Large companies that employ the departmental business model may have several locations within the company that have administrative staff controlling the resources. If this is the case, the OU owner for the location can control all of the accounts that are OU administrators for the individual departments within that location. This allows the OU owner to control users within the location for which they are responsible, while still maintaining control over their location. OU administrators would only be able to affect objects within their department at that location.

OUs Based on Organization, Then Location With an OU design strategy that is first based on organization and then location, the OU trees are based upon the organization's departmental makeup with the objects organized based on location, as seen in Figure 5.5 . Using this strategy, the administrative control of objects can be delegated to administrative staff responsible for objects at each of the locations, whereas all of the resources can be owned by a department's own administrative staff. This allows for a strong level of autonomous administration and security; however, the OU structure is vulnerable to reorganization because the departmental design of the company could change.
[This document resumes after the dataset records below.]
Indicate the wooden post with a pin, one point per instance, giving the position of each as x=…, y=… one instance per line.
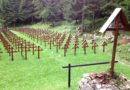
x=38, y=52
x=33, y=48
x=21, y=45
x=69, y=75
x=25, y=50
x=104, y=44
x=114, y=47
x=12, y=54
x=94, y=47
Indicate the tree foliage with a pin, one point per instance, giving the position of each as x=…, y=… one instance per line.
x=85, y=12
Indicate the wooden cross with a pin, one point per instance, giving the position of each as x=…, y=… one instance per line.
x=57, y=46
x=75, y=48
x=104, y=44
x=94, y=47
x=65, y=49
x=50, y=42
x=85, y=44
x=92, y=43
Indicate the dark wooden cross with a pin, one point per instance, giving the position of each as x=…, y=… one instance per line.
x=50, y=43
x=94, y=47
x=92, y=43
x=65, y=49
x=84, y=45
x=104, y=44
x=75, y=46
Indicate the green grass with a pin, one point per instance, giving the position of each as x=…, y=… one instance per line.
x=47, y=73
x=62, y=27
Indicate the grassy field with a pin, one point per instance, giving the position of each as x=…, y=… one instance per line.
x=47, y=73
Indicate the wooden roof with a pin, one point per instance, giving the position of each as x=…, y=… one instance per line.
x=123, y=21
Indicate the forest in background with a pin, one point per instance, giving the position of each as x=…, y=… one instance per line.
x=90, y=14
Figure 5.5: OU structure based on Organization, then Location

Very large companies using the cost center-based, product/service-based, or project-based business models may create an OU tree that is based on the organizational makeup of the company and then have a decentralized administrative staff that is responsible for the resources within different geographic regions. This allows for more efficient control of the resources while still allowing the OU owners to have a level of autonomy over the objects that represent their resources within the company.

Choosing the Best OU Design Approach

You will notice that each of the design options has its own unique set of advantages and disadvantages. To choose the best design for your company, you will have to weigh the pros and cons of each strategy so that you come up with a design that is the best fit for your environment. If your company is not going to undergo many reorganizations or mergers and acquisitions, you may want to choose a design that makes the delegation of control easiest for your current administrative model. Company reorganizations could force a reevaluation of the departmental makeup within the organization, thus forcing the OU hierarchy to change. Projects that are completed or abandoned will also force the OU structure to change. You may not want to rework the OU structure every time management decides they want to try running the business in a new fashion.

You will find that the adage "The only constant is change" will probably ring true no matter what strategy you employ, so try to employ the strategy that appears to be the least likely to change but reflects the way the administration is provided.